US Senators Mike Crapo (R-Idaho) and Charles E. Schumer (D-New York) have announced the introduction of new legislation that would remove from affected businesses the burden of double taxation which results from a varying mix of state tax laws.

Crapo and Schumer introduced the bill following the Supreme Court’s refusal last week to hear two cases relating to multiple layers of tax on multi-state businesses.

At issue is whether companies, in addition to being taxed in the state where they are physically located, should also be subject to business activity taxes where they solicit business or have customers, even if they do not have employees or a physical location in the state.

The Schumer-Crapo legislation, known as the Business Activity Tax Simplification Act (BATSA), codifies the physical presence standard, which is common practice for the imposition of sales and use taxes but not for income taxes. This bill would thus eliminate one type of double taxation and its resulting effect on interstate commerce.

“Businesses should not be punished with double taxation simply because their products reach beyond state borders,” stated Schumer. “At a minimum, this is a huge administrative burden. In the worst case scenario, these differing state tax treatments will drive businesses to states with more favorable laws. Either way, the effect on commerce is debilitating.”

Crapo added: “This effort by a large number of states to impose business activity taxes based on economic presence has the potential to open a Pandora’s Box of negative implications for businesses. Without clarification by Congress, states will be free to enact revenue-raising nexus legislation and policies that, by definition, will not and cannot take into account the national impact of such activities.”

The Senators said that in recent years, states which impose taxes based on economic presence have caused widespread litigation and stifled commerce.
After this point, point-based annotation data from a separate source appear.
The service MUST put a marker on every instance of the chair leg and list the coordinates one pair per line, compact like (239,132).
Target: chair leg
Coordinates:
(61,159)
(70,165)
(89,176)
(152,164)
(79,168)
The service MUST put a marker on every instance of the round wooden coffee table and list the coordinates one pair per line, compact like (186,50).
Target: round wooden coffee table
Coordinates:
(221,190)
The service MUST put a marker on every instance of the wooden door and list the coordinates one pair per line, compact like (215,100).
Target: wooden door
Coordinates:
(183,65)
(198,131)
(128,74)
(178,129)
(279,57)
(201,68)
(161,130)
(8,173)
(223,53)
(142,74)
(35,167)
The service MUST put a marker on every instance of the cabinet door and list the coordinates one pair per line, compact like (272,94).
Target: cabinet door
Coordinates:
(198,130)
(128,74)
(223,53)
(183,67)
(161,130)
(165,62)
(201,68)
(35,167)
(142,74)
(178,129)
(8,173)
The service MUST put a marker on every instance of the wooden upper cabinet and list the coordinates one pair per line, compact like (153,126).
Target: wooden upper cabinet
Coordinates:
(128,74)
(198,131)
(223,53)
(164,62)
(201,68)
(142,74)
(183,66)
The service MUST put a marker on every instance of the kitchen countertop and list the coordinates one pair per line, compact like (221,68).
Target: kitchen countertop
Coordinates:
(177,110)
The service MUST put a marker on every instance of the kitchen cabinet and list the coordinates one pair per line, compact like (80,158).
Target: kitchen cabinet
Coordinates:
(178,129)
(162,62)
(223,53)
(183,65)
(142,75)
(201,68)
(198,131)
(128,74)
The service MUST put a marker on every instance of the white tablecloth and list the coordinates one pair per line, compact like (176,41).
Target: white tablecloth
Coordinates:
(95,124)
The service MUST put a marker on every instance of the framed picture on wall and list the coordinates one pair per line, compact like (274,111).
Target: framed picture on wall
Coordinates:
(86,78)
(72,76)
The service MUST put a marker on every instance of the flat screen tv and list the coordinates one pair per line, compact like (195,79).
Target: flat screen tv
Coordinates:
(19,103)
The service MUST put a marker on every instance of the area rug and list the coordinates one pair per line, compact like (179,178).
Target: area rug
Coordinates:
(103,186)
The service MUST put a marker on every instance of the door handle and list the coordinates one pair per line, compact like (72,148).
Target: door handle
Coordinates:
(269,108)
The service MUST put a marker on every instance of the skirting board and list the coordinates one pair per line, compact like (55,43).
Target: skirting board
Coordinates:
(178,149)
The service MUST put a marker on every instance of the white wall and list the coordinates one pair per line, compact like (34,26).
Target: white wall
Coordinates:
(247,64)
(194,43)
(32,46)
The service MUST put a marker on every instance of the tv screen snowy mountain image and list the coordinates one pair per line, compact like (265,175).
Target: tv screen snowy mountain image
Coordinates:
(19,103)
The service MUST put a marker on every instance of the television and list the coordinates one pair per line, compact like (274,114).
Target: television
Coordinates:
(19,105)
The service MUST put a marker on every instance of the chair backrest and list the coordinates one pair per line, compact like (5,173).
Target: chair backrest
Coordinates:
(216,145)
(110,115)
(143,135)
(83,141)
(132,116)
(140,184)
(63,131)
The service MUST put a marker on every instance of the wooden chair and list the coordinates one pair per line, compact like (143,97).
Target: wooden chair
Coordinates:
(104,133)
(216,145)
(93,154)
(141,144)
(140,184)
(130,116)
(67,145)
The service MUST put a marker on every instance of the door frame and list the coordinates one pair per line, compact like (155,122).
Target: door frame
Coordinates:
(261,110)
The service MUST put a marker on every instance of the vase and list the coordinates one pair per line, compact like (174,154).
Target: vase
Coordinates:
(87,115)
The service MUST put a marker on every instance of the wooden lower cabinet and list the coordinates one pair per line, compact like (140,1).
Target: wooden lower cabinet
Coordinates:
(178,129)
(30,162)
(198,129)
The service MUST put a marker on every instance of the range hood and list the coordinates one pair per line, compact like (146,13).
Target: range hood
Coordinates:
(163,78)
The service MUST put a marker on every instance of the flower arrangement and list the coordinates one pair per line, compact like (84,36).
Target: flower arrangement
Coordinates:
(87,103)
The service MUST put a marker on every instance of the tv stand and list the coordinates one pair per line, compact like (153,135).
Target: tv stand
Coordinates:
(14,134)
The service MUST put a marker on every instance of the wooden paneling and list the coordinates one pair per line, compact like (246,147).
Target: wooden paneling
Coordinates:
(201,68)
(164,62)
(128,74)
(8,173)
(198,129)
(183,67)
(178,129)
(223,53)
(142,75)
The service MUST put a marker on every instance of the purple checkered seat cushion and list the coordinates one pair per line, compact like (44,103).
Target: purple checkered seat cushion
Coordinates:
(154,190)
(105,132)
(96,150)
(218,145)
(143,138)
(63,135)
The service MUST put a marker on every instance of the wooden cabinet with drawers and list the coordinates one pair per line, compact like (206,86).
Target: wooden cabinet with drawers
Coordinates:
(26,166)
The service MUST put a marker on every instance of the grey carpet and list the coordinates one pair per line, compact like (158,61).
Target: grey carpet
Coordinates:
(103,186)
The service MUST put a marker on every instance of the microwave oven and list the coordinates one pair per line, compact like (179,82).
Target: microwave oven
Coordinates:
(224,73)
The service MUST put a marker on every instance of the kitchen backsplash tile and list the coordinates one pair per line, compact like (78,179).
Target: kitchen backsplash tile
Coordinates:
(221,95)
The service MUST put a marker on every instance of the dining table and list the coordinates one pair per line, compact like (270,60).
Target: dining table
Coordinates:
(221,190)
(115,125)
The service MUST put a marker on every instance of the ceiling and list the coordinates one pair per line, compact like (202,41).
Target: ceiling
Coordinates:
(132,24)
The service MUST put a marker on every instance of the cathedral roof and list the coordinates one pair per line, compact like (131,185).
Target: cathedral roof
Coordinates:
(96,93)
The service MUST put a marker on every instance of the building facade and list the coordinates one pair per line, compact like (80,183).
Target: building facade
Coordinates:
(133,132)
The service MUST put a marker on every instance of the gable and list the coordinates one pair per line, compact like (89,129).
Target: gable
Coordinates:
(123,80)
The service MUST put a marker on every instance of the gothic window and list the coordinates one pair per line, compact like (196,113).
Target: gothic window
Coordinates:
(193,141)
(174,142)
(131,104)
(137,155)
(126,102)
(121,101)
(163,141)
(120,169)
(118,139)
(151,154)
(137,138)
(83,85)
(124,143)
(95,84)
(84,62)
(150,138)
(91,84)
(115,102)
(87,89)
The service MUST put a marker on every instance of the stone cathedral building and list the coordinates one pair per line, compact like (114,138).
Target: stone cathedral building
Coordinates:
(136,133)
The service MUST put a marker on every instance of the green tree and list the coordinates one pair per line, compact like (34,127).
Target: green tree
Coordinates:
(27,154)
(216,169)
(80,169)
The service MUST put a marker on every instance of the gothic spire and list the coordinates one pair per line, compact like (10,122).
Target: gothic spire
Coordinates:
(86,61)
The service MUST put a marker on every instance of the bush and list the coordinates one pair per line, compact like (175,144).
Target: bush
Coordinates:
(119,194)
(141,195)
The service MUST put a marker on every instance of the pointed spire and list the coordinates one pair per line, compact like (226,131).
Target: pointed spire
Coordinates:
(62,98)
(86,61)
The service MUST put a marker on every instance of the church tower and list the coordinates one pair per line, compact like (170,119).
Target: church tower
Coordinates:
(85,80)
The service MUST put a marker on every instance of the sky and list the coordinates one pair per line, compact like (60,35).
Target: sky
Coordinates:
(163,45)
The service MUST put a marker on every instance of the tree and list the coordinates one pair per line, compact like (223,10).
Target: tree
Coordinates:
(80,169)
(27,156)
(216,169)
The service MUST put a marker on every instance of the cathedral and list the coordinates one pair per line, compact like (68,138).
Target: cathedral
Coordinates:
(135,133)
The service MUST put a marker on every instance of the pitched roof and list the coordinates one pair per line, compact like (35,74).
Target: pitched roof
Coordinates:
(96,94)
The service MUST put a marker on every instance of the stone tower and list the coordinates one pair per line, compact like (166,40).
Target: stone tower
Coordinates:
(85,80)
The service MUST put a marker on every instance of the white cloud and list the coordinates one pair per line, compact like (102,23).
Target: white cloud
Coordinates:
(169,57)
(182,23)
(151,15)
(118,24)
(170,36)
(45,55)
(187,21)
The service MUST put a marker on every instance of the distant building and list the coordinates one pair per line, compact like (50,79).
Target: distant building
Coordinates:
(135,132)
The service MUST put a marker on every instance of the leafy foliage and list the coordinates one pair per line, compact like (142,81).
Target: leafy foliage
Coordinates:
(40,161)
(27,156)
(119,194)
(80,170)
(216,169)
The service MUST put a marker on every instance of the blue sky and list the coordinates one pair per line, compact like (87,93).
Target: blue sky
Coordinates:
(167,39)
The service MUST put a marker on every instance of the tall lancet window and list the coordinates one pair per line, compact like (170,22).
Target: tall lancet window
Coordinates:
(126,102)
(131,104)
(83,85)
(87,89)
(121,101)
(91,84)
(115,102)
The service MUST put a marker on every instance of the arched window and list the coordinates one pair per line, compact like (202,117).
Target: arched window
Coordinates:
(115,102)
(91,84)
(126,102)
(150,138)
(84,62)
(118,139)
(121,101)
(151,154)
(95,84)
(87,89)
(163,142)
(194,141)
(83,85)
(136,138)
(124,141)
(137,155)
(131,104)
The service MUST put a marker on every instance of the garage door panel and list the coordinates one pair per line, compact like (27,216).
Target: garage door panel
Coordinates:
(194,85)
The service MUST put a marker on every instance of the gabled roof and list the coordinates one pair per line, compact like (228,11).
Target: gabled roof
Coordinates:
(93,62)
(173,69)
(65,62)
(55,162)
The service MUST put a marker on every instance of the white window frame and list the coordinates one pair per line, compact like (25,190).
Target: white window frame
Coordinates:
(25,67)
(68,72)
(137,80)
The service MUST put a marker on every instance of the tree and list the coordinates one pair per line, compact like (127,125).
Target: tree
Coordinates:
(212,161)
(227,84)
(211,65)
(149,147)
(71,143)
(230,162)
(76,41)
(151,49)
With a dizzying maze of state and local tax rules – some enacted by legislatures and others imposed by state revenue authorities and upheld by state courts – simplification is desperately needed, they added.

According to Crapo and Schumer, the legislation will have positive benefits for companies big and small. For smaller businesses facing different taxing standards in different states, BATSA would eliminate costly litigation and administrative issues. For larger companies that have customers throughout the country, the legislation creates clarity and reduces the likelihood of double taxation. For the states, the bill creates a uniform taxing standard that permits them to compete on a level playing field for business activity and jobs, while establishing a predictable and relatively easily discernable tax base.

On June 18, 2007, the Supreme Court denied certiorari in two cases which challenged the constitutionality of taxing companies with no physical presence in a state. In addition to ignoring the tax imbalance, Crapo and Schumer argue that the court’s inaction has emboldened at least one state to introduce new legislation that would allow it to levy taxes based on economic presence – and other states could follow suit if Congress doesn’t act.

“In short, this is no longer a theoretical discussion,” Schumer stated. “I believe that Congress has a duty to prevent some states from impeding the free flow and development of interstate commerce and to prevent double taxation.”

The Schumer-Crapo legislation updates current law by codifying the physical presence standard, requiring a business to have a physical presence, such as employees or property, in the state before it can be subject to state business activity taxes. The bill establishes a bright-line standard that will eliminate any confusion for both state tax administrators and businesses as to the circumstances under which businesses are subject to state business activity tax (BAT). Under BATSA, mere economic activity – such as in-state customers – would be insufficient for a state to impose income and other business activity taxes on out of state businesses. Firm guidance on what activities can be conducted within a state that will trigger that state’s taxing power is expected to provide certainty for tax administrators and business, reduce multiple taxation of the same income, and reduce compliance and enforcement costs for states and businesses alike.